# Customers 317



## JoeKP (Feb 23, 2012)

So I'm working on a John Deere 317 tractor. It's been sitting for maybe 5 years. Customer said it had a bad vibration. Couldn't remember if it was when mowing or driving. So I assumed bad spindle/blade. 

I was wrong. I'm currently waiting for a new drive shaft to be ordered.

It has no tranny fluid caue the filter was taken off and left off. Anyone know how much and of what kind of fluid it uses. 

Also have 2 new rear tires coming in. Have no idea how they lost the valve stems....

Did the oil change and sparks today. After 5 years it started even with the bad smelling gas... But I turned it off and it won't start again. 

Tomorrow ill be trying to get it running along with a carb clean. 

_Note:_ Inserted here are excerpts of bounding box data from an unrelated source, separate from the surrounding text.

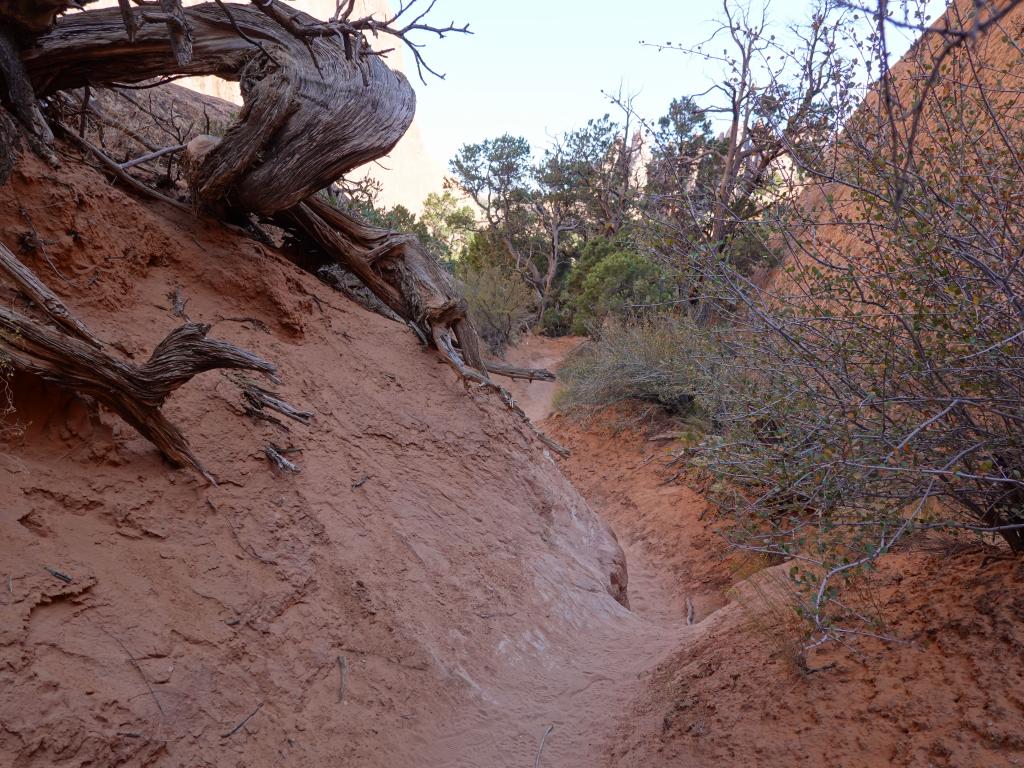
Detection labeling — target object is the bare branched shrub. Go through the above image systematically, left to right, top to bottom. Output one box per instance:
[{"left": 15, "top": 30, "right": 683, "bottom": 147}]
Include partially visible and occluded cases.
[
  {"left": 675, "top": 3, "right": 1024, "bottom": 645},
  {"left": 462, "top": 265, "right": 536, "bottom": 356}
]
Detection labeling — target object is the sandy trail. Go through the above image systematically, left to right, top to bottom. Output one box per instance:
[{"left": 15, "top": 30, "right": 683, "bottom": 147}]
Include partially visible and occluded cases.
[{"left": 468, "top": 337, "right": 724, "bottom": 768}]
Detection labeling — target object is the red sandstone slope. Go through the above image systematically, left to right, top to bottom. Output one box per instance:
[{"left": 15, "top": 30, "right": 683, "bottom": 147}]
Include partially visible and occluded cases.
[{"left": 0, "top": 154, "right": 633, "bottom": 768}]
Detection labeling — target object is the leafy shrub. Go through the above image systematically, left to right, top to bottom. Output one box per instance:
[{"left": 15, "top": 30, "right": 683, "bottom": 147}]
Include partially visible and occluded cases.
[
  {"left": 571, "top": 250, "right": 674, "bottom": 334},
  {"left": 462, "top": 265, "right": 535, "bottom": 356},
  {"left": 560, "top": 317, "right": 698, "bottom": 414}
]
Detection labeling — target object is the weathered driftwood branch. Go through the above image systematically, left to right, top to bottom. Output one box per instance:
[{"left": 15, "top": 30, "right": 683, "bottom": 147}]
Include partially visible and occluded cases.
[
  {"left": 8, "top": 0, "right": 561, "bottom": 453},
  {"left": 22, "top": 3, "right": 416, "bottom": 215},
  {"left": 0, "top": 243, "right": 102, "bottom": 348},
  {"left": 0, "top": 246, "right": 274, "bottom": 481},
  {"left": 0, "top": 307, "right": 274, "bottom": 475},
  {"left": 483, "top": 359, "right": 555, "bottom": 382},
  {"left": 233, "top": 376, "right": 313, "bottom": 426}
]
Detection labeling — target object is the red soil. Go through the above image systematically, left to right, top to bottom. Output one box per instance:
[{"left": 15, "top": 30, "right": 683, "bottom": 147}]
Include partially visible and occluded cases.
[{"left": 0, "top": 148, "right": 1024, "bottom": 768}]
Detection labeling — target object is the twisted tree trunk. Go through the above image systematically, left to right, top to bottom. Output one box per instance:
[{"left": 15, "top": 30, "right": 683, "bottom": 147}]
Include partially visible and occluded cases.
[
  {"left": 0, "top": 0, "right": 560, "bottom": 477},
  {"left": 22, "top": 3, "right": 416, "bottom": 215}
]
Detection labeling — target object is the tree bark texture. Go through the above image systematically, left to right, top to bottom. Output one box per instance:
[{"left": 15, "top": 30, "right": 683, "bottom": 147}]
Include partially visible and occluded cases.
[{"left": 22, "top": 3, "right": 416, "bottom": 215}]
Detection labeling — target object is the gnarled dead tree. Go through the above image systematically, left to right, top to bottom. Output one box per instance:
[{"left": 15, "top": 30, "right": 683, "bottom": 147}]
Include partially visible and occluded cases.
[
  {"left": 0, "top": 0, "right": 560, "bottom": 474},
  {"left": 8, "top": 0, "right": 550, "bottom": 383},
  {"left": 0, "top": 240, "right": 274, "bottom": 482}
]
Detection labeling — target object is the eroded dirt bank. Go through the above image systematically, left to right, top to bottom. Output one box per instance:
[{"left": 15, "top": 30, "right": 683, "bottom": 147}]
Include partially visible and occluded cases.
[
  {"left": 0, "top": 150, "right": 1024, "bottom": 768},
  {"left": 0, "top": 154, "right": 638, "bottom": 768},
  {"left": 512, "top": 339, "right": 1024, "bottom": 768}
]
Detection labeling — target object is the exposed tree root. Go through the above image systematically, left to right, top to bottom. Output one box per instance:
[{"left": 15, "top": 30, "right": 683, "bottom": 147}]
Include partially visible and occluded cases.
[
  {"left": 2, "top": 0, "right": 564, "bottom": 468},
  {"left": 0, "top": 246, "right": 274, "bottom": 482}
]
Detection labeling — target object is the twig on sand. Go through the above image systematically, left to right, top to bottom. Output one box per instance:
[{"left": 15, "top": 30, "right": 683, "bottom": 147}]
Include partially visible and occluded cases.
[
  {"left": 99, "top": 627, "right": 167, "bottom": 718},
  {"left": 338, "top": 655, "right": 348, "bottom": 703},
  {"left": 220, "top": 701, "right": 263, "bottom": 738},
  {"left": 534, "top": 725, "right": 555, "bottom": 768}
]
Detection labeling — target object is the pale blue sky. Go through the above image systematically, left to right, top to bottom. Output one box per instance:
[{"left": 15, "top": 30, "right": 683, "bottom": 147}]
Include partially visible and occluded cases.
[{"left": 407, "top": 0, "right": 941, "bottom": 168}]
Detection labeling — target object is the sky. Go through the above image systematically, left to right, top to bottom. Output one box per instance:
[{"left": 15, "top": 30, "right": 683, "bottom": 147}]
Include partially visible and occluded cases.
[{"left": 406, "top": 0, "right": 939, "bottom": 169}]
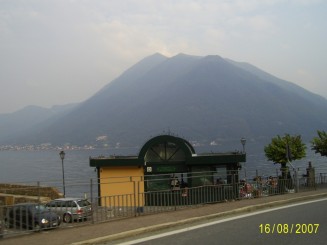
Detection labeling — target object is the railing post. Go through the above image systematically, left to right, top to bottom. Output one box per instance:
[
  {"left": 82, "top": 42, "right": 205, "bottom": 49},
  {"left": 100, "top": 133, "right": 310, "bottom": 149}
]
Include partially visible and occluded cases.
[{"left": 90, "top": 179, "right": 94, "bottom": 224}]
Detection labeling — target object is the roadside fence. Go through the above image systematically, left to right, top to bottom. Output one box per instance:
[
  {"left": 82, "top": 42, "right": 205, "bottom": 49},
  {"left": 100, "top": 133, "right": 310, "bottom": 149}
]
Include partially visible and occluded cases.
[{"left": 0, "top": 166, "right": 327, "bottom": 238}]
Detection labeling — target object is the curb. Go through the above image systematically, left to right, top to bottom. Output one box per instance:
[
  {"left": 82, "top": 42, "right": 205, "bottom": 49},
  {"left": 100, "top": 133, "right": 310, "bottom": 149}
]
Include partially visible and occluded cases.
[{"left": 71, "top": 193, "right": 327, "bottom": 245}]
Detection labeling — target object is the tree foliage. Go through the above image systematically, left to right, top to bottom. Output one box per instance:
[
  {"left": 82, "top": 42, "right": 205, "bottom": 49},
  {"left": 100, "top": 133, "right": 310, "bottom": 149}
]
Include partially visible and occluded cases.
[
  {"left": 311, "top": 130, "right": 327, "bottom": 156},
  {"left": 264, "top": 134, "right": 306, "bottom": 166}
]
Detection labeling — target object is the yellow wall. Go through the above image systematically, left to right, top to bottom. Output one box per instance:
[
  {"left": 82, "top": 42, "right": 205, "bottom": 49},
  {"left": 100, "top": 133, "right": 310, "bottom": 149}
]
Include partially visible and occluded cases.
[{"left": 100, "top": 166, "right": 144, "bottom": 207}]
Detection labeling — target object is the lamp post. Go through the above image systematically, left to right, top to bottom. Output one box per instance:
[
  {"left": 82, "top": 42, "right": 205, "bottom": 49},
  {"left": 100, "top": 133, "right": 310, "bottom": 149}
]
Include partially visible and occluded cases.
[
  {"left": 241, "top": 137, "right": 246, "bottom": 153},
  {"left": 241, "top": 137, "right": 247, "bottom": 180},
  {"left": 59, "top": 151, "right": 66, "bottom": 197}
]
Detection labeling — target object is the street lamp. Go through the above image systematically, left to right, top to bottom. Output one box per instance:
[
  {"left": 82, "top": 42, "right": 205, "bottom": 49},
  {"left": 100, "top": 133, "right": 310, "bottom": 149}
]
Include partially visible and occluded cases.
[
  {"left": 241, "top": 137, "right": 246, "bottom": 153},
  {"left": 59, "top": 151, "right": 66, "bottom": 197}
]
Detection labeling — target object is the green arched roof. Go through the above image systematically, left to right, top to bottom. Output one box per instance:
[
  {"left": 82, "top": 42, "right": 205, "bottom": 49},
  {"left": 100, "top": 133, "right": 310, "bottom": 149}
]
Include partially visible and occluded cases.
[{"left": 138, "top": 135, "right": 195, "bottom": 160}]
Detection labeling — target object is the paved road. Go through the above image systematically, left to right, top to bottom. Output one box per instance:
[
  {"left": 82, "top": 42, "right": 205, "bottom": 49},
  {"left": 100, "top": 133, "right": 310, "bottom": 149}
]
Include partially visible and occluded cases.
[
  {"left": 0, "top": 189, "right": 327, "bottom": 245},
  {"left": 111, "top": 198, "right": 327, "bottom": 245}
]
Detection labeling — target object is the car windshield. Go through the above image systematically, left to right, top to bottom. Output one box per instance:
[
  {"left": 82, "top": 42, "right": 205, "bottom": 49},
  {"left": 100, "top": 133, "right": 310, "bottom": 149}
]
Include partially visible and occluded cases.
[{"left": 31, "top": 204, "right": 48, "bottom": 212}]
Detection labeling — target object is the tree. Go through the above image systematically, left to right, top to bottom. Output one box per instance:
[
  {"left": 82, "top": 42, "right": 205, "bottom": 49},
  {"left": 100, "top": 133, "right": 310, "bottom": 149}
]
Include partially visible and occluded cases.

Any tips on puting in new driveshaft. The old one is half out due to it being in a few pieces. Am I going to need to drop the tranny?


Pics to come!


----------



## jimbo314 (Dec 3, 2012)

Go to www.tractordata.com for the specs


----------



## brj8832 (Aug 7, 2013)

When I replaced the driveshaft in my 317 I just pulled the engine. Only 4 bolts and it came out, went in, and ran really smooth after that!


----------



## JoeKP (Feb 23, 2012)

brj8832 said:


> When I replaced the driveshaft in my 317 I just pulled the engine. Only 4 bolts and it came out, went in, and ran really smooth after that!


I ended up dropping the tranny. Needed a fluid change anyway.


----------